The Saudi Electricity Company (SEC) has partnered with King Abdullah University of Science and Technology (KAUST) to leverage the University's expertise in machine learning to slash non-technical losses.
The SEC's incubator has been working with the KAUST Visualization Core Lab (KVL) since the fall of 2018, through its Innovation Energy Incubator, as well as through DistriMod, its innovative and incubation project, which targets all areas where energy loss might occur.
The collaboration aims to apply machine learning and visualization tools to reduce fraud, waste and abuse in the Saudi power sector.

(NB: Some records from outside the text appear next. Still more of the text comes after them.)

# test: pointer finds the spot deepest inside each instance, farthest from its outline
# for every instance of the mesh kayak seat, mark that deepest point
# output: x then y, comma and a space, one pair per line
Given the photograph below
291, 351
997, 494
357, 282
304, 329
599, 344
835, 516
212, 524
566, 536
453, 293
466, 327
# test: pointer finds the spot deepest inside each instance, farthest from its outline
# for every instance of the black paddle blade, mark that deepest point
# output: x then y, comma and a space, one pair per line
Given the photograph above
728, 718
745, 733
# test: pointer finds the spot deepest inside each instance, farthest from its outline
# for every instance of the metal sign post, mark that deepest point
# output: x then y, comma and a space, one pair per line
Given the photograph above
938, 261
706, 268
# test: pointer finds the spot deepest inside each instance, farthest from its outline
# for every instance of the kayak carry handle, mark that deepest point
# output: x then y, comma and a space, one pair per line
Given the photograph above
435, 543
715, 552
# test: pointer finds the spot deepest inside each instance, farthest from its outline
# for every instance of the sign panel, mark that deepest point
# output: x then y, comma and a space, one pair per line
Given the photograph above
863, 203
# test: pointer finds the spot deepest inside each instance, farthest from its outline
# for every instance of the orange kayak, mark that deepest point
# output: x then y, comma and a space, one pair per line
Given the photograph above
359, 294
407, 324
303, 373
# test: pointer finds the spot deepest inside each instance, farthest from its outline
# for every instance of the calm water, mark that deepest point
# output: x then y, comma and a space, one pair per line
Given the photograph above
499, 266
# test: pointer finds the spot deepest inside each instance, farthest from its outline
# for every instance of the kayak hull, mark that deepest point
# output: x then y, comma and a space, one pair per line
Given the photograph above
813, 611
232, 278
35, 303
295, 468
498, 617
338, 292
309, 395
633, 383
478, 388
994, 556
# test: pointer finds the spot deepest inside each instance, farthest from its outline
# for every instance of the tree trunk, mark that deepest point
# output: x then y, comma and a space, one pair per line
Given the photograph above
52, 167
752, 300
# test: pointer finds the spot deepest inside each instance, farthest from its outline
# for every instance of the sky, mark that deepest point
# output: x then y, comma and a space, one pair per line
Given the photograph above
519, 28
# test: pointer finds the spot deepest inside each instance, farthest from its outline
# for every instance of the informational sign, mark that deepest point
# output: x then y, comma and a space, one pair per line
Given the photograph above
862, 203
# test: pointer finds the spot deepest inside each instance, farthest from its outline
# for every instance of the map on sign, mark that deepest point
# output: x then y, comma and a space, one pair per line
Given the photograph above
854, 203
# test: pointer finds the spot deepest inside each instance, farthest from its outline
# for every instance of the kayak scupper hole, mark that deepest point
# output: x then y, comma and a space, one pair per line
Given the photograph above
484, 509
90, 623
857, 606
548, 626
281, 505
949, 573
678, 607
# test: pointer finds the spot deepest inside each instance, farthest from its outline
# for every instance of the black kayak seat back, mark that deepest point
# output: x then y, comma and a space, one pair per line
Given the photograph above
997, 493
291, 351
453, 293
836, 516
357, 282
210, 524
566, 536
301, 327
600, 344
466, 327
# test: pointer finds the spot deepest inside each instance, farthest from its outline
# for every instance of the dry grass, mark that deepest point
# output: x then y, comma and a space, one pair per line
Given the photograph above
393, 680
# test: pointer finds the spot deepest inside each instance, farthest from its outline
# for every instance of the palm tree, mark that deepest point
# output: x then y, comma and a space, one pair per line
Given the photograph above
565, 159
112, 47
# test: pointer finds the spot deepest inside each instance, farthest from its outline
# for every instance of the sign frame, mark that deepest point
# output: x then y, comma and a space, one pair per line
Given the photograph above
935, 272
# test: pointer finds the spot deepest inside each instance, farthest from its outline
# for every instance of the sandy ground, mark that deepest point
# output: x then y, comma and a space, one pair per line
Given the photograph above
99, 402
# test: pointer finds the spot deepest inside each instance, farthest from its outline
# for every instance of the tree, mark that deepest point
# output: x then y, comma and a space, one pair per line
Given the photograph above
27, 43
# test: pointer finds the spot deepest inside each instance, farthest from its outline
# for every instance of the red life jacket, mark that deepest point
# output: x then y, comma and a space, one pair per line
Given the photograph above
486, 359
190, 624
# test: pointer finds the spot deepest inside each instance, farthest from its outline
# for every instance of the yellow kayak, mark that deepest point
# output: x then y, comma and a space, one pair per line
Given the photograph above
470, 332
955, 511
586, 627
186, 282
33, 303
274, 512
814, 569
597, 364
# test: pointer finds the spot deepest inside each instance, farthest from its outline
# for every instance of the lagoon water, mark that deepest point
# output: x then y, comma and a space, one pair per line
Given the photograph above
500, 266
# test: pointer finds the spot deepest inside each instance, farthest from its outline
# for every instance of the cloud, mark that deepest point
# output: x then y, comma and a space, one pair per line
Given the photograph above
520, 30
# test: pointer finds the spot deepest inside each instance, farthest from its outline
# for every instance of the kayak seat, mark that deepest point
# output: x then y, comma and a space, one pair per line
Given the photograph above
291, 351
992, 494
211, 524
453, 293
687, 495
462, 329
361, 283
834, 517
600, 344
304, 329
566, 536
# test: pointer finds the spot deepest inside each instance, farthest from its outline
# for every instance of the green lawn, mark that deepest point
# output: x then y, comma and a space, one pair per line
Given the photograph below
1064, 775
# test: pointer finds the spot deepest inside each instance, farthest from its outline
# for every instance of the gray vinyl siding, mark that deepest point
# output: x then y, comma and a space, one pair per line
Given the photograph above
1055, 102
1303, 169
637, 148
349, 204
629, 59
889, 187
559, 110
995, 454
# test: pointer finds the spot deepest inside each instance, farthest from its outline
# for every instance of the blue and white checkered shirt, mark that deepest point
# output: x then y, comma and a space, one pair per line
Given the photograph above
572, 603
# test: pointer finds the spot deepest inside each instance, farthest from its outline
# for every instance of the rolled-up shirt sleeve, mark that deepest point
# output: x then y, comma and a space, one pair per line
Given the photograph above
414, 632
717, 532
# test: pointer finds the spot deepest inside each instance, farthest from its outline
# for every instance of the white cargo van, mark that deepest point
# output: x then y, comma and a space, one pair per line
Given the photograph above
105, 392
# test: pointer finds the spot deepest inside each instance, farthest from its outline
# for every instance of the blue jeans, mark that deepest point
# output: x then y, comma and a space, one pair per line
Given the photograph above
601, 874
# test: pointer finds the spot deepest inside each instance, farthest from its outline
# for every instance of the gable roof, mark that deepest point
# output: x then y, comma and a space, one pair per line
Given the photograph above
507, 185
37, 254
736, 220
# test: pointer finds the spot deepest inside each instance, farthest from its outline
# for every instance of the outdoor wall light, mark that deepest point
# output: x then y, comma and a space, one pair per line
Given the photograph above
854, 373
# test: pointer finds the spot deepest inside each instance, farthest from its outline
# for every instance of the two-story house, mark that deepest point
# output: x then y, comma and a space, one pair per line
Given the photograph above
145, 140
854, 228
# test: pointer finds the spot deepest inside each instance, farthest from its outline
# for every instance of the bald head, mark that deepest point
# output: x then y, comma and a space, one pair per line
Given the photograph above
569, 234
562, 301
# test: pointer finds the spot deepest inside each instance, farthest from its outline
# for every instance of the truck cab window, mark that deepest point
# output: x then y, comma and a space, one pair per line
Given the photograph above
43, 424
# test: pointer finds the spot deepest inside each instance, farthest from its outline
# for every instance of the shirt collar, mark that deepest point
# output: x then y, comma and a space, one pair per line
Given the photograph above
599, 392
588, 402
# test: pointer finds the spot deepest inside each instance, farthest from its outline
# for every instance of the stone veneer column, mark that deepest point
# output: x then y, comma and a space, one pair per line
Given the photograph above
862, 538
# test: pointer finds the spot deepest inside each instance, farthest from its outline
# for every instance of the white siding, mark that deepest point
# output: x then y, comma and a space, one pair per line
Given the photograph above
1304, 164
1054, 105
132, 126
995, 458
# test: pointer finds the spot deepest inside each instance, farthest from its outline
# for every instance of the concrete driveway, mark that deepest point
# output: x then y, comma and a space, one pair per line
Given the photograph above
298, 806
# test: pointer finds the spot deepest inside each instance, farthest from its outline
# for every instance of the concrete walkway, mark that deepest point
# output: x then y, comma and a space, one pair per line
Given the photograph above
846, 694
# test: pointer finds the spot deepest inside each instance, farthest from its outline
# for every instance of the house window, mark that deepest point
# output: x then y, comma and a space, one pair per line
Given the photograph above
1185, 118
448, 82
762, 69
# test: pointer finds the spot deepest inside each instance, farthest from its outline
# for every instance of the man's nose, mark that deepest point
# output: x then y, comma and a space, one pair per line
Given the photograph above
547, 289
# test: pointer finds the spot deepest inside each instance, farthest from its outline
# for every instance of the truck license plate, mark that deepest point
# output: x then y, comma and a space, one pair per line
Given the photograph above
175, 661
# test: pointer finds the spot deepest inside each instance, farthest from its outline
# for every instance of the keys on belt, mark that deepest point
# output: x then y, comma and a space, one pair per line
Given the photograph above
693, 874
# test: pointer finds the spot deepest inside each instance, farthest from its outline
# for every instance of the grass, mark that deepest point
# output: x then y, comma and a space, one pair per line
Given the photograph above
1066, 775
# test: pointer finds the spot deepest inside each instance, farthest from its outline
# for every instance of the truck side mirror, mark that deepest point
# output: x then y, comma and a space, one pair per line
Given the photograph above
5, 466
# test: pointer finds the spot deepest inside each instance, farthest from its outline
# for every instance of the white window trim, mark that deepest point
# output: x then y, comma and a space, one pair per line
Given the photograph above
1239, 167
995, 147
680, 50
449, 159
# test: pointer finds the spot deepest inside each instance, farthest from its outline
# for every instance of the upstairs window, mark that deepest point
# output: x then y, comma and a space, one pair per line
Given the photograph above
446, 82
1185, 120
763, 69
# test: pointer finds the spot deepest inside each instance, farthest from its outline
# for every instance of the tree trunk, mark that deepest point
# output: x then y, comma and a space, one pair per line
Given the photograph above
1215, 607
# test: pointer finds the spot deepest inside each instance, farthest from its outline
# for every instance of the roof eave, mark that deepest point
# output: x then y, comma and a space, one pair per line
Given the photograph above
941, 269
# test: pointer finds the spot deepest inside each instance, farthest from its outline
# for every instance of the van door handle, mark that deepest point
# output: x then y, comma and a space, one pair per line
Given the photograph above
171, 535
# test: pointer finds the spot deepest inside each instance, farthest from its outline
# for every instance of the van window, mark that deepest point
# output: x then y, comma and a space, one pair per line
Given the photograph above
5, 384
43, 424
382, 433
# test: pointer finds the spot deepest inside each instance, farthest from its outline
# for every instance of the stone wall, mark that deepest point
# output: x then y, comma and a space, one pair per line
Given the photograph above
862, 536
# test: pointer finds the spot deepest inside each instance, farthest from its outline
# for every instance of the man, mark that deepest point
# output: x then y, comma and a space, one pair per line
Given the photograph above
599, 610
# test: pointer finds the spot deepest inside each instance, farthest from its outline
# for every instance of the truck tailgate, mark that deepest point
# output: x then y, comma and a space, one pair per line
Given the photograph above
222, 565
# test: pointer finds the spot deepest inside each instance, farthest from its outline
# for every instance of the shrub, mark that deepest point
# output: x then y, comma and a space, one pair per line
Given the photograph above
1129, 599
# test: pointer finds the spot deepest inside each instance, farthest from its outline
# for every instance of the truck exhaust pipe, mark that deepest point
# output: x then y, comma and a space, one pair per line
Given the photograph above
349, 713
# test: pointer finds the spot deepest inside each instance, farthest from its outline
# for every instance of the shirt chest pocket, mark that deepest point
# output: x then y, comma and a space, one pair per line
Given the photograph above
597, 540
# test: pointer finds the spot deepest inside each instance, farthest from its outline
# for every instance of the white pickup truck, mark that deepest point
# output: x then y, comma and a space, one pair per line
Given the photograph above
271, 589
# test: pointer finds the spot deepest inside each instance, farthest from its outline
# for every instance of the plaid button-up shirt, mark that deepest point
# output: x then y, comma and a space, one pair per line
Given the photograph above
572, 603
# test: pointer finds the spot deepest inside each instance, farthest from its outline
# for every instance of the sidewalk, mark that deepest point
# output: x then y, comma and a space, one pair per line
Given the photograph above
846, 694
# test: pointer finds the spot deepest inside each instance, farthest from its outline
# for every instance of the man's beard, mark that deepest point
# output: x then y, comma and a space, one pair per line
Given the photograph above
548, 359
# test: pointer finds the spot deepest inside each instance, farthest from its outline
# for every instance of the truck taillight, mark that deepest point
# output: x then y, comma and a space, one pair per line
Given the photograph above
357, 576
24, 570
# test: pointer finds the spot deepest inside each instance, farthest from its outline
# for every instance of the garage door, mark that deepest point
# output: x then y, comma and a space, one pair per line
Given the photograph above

Non-technical losses are losses due to fraud, waste and abuse. Technical losses stem from the physics of generating, transmitting and distributing electricity through the grid. The partnership aims to target non-technical losses in the Saudi power sector as they are significantly higher than those experienced in many European and North American countries, and they represent a significant amount of lost revenue for the SEC.
"Together with KVL, our analysts estimated that the SEC could recover at least SR73 million ($19.4 million) in lost revenue by correcting anomalies identified by KAUST machine learning models," said Khalid Aldossary, SEC's Innovation Energy Incubator manager.
Using five years of SEC billing data from the Riyadh area, KVL scientists also developed minimum viable product models that used machine learning to predict SEC customer electricity usage and to detect anomalous billing transactions.
KVL scientists met with SEC analysts and leadership in the spring of 2019 to discuss the preliminary results of the machine learning models to develop more focused research questions for further collaboration.
"After receiving feedback from SEC on our prototype machine learning models, we used our models to predict customer electricity consumption patterns," said Dr. David R. Pugh, KVL staff scientist. "We then applied advanced data-science techniques to identify customers whose predicted electricity consumption patterns were inconsistent with the physical characteristics of their electricity meters and circuit breakers."
"We were able to validate the model predictions by comparing them with the results of the field survey carried out," stated Yazeed Al-Dligan, DistriMod project leader. "KAUST's machine learning models successfully identified anomalous electricity consumption patterns over 70 percent of the time—compared with an expected 3 percent success rate from randomly surveying customers."